• Sonuç bulunamadı

İSRAİLOĞULLARI PEYGAMBERLERİ

ALİ REŞAD’IN TARİH-İ KADİMİNDE İBRANİLER

F. YAHUDA KRALLIĞI

I. İSRAİLOĞULLARI PEYGAMBERLERİ

İsrail ve Yahuda Krallıklarının iki asır boyunca uğradıkları istilâlar, yenilgiler İsrailoğullarını çok fazla şaşırtmıştı. Öyle ki; bazılarının inancı sarsılmış: “Niçin Allah’ımız Yehova bizi düşmanlarımıza karşı savunmuyor?” diye soruyorlardı. Bazıları da İsrailoğullarının Tanrısının öteki milletlerin tanrılarından daha güçlü olmadığı kanısına varmışlardı. Bunlar, galip gelen milletlerin Tanrılarına, Suriyelilerin tanrıları olan Baal ve Astarte’ye Güneşe, Ay ve yıldızlara tapınmaya başladılar. Bazıları ise; “Yehova diğer tanrılardan daha güçlüdür. Kavmini savunmaması veya savunmak istememesi, bize karşı kızgın oluşundandır. Bu kızgınlığı gidermek için Yehova’nın hoşuna gidecek şeyler yapmalıyız” diyorlar ve Kudüs’e gidip öküzler kurban ediyorlar, buhurlar yakıyorlar, kâhinlere ürünlerinin onda birini veya nakdi hediyeler verip oruç

tutuyor, üstlerine başlarına kül sürüyorlardı. Buna rağmen felaketler birbirini izliyordu.

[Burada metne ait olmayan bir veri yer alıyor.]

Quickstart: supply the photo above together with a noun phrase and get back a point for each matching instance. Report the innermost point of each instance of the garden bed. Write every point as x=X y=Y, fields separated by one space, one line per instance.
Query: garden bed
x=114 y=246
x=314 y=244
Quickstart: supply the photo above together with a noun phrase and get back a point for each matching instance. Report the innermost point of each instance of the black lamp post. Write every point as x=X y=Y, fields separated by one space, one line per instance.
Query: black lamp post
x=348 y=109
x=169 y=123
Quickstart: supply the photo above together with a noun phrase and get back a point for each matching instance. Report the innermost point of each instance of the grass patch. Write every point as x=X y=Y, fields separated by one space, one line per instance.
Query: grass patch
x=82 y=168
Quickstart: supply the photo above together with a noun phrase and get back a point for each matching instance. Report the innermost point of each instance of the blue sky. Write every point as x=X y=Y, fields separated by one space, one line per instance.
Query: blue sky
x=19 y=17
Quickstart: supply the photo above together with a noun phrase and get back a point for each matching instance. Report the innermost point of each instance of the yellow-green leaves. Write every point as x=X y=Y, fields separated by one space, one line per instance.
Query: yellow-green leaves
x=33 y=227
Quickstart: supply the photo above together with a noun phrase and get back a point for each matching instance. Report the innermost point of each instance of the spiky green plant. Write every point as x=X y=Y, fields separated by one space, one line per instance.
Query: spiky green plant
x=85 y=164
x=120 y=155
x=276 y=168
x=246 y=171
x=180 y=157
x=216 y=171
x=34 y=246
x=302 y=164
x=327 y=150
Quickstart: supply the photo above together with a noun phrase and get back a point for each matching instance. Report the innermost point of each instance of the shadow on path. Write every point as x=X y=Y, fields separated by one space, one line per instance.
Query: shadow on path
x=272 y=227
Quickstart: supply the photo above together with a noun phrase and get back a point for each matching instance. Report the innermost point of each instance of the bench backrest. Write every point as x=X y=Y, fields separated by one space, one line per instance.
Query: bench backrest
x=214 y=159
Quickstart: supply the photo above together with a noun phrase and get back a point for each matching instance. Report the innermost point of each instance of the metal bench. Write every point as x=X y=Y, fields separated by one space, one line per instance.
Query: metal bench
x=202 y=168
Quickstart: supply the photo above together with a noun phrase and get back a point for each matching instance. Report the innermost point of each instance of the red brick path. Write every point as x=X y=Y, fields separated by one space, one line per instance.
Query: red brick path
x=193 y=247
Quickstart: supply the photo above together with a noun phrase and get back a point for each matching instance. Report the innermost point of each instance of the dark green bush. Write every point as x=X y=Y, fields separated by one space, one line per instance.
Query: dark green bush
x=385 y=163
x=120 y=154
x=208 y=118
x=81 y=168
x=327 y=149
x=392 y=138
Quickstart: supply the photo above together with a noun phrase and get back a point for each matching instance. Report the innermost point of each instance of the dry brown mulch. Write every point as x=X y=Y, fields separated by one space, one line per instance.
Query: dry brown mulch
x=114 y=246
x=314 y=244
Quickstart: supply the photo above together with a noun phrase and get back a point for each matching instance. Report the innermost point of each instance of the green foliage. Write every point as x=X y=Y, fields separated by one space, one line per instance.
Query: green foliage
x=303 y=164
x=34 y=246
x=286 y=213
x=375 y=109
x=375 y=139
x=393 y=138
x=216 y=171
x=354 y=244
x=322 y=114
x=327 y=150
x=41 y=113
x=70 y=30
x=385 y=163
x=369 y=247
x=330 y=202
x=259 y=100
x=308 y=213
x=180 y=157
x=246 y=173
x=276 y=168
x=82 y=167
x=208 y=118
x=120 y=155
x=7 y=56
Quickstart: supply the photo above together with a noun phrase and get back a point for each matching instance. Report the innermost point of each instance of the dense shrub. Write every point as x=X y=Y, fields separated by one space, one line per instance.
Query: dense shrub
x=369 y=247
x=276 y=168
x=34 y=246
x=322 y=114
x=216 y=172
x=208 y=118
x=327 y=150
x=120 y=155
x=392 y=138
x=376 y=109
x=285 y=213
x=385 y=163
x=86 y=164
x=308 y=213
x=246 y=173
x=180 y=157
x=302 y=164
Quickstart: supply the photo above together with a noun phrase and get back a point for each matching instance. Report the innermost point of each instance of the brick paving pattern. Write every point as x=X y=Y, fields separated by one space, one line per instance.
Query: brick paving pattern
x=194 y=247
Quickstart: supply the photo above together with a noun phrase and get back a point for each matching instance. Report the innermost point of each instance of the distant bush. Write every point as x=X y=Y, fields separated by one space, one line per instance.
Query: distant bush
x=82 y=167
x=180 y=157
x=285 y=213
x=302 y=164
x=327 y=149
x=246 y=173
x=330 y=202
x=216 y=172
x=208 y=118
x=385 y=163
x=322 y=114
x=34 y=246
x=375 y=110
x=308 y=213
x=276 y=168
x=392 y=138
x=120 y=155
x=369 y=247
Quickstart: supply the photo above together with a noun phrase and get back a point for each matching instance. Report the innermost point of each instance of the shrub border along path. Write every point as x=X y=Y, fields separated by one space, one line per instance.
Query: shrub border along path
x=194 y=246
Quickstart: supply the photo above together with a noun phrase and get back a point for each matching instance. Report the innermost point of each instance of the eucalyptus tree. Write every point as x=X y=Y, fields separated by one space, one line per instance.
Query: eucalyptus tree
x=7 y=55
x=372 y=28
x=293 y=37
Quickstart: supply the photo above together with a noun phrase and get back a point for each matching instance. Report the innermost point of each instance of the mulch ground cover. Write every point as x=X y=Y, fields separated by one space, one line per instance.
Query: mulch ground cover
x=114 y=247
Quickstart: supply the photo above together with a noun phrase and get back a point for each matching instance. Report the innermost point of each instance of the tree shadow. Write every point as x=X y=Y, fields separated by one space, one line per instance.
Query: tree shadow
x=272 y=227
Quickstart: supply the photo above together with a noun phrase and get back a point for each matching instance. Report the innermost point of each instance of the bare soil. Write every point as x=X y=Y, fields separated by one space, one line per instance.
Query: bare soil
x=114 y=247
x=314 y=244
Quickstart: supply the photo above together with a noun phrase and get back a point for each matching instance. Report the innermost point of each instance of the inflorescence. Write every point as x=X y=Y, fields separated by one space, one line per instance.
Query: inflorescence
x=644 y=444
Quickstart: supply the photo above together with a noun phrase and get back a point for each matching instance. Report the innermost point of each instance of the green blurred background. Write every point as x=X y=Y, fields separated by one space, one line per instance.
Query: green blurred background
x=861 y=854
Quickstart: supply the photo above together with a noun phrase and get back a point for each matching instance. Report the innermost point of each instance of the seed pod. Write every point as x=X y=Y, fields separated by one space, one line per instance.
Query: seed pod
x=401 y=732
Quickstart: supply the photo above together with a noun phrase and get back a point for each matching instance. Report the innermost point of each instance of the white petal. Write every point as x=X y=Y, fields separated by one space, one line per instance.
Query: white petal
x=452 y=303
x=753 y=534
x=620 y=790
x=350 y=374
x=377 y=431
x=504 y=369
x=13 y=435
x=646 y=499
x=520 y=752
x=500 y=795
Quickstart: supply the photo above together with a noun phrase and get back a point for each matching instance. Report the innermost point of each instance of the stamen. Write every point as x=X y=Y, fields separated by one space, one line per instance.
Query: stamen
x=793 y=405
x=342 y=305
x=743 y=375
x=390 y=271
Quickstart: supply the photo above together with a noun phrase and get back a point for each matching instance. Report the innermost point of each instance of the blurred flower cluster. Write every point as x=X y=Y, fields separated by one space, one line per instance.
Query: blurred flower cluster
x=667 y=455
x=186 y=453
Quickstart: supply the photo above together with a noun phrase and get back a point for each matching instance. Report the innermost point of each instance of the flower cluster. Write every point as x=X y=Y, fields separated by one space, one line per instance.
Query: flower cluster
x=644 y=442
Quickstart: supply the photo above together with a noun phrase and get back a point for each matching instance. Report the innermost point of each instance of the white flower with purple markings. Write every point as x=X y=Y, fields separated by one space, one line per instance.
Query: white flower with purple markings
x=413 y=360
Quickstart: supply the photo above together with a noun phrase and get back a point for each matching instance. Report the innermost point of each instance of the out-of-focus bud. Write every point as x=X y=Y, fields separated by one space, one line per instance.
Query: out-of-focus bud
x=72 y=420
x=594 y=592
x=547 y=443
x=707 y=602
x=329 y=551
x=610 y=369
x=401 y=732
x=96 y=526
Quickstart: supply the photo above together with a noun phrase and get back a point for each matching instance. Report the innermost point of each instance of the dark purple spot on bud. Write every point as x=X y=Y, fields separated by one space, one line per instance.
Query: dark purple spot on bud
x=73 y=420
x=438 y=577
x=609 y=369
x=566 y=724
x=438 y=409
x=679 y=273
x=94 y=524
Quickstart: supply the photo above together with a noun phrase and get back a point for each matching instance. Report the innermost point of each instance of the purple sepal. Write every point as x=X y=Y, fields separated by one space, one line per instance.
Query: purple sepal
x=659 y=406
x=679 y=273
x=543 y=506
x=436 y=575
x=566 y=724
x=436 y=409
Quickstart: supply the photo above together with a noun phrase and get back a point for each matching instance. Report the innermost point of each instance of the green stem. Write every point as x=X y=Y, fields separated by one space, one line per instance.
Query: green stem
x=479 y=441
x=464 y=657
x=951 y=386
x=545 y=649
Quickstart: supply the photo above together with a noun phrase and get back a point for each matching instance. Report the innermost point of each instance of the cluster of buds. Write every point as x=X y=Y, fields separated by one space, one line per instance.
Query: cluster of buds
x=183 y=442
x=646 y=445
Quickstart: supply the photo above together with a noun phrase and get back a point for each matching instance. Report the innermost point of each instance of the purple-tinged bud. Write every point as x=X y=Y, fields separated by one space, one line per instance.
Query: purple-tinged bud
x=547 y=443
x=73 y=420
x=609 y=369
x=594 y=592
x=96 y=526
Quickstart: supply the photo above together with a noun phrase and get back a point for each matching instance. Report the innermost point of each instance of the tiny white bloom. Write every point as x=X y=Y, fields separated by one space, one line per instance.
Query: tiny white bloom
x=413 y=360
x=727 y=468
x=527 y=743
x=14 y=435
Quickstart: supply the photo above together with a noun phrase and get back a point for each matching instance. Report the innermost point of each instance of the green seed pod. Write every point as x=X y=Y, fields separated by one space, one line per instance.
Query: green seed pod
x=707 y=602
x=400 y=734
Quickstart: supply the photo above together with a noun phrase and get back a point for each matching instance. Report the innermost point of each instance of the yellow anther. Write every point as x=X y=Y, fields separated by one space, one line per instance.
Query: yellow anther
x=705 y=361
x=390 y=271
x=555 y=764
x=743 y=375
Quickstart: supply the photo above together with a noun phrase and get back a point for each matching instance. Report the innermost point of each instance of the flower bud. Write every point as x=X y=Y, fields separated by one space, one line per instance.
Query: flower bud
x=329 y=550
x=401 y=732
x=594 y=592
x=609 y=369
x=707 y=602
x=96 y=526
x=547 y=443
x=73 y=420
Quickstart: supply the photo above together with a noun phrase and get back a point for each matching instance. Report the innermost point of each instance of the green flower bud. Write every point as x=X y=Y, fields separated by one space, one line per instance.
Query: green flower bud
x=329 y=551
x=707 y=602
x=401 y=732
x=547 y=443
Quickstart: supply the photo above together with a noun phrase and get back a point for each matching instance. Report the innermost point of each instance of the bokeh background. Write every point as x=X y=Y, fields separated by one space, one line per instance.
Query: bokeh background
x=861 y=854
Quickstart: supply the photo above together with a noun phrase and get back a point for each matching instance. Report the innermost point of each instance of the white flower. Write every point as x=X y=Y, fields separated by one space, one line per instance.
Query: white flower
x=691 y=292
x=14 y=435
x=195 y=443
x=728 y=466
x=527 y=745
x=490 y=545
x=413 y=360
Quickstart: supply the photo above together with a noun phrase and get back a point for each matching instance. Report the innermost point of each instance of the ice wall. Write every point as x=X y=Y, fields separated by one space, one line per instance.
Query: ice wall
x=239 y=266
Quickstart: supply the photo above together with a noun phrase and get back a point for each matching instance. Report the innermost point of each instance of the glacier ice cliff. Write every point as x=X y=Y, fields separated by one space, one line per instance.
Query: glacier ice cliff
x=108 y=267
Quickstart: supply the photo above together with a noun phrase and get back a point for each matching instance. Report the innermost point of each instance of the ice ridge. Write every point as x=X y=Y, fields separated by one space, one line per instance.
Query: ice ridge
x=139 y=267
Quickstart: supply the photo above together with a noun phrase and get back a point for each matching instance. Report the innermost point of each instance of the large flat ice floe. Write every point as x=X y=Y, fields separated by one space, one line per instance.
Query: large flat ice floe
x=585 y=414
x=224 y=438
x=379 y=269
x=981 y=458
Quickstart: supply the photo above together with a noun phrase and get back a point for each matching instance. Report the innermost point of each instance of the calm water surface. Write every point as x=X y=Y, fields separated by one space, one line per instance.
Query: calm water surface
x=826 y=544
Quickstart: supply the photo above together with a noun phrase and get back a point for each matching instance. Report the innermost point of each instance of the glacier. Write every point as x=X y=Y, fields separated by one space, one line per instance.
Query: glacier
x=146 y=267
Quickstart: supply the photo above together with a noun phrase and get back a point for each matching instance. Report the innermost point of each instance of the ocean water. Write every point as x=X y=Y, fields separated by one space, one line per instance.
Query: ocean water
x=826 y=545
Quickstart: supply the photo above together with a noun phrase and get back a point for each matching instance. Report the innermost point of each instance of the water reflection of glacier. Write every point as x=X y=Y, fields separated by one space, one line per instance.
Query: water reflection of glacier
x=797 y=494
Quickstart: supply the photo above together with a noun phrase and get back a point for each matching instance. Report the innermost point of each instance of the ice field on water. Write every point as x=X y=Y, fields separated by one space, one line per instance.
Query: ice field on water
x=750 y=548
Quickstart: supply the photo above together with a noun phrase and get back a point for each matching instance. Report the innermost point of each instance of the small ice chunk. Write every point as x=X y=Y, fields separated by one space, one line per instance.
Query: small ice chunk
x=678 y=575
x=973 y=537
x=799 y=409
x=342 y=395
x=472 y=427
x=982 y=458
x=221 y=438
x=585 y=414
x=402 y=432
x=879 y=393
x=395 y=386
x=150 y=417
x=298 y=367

Halkı hak yola davetle görevli olarak çeşitli zamanlarda ortaya çıkan Nebilerden İsrailoğulları nazarında en çok ün kazananlar İlyas (İlya), Elyasa (Elişa), Yunus, İşaya, Hezekiel, Yeremya, Daniel ve Üzeyir (A.S.) dir. Kur’an-ı Kerim’de isimleri anılan Hz. Davud ve Hz. Süleyman ile Zekeriya ve Yahya (A.S.) da İsrailoğulları peygamberlerindendir. Hatta Hz. İsa bile İsrailoğulları peygamberlerindendir.

Musa ve Harun (A.S.)dan sonra İsrailoğullarının ilk peygamberi olan Hz. İlyas M.Ö. dokuzuncu asrın ortalarına doğru Kral Ahab’ın saltanatı döneminde İsrailiye Devleti’nde halkı Baal’e tapınmaktan vazgeçirmek için öğütlerde bulunmuş, sonunda semaya yükseltilmiştir.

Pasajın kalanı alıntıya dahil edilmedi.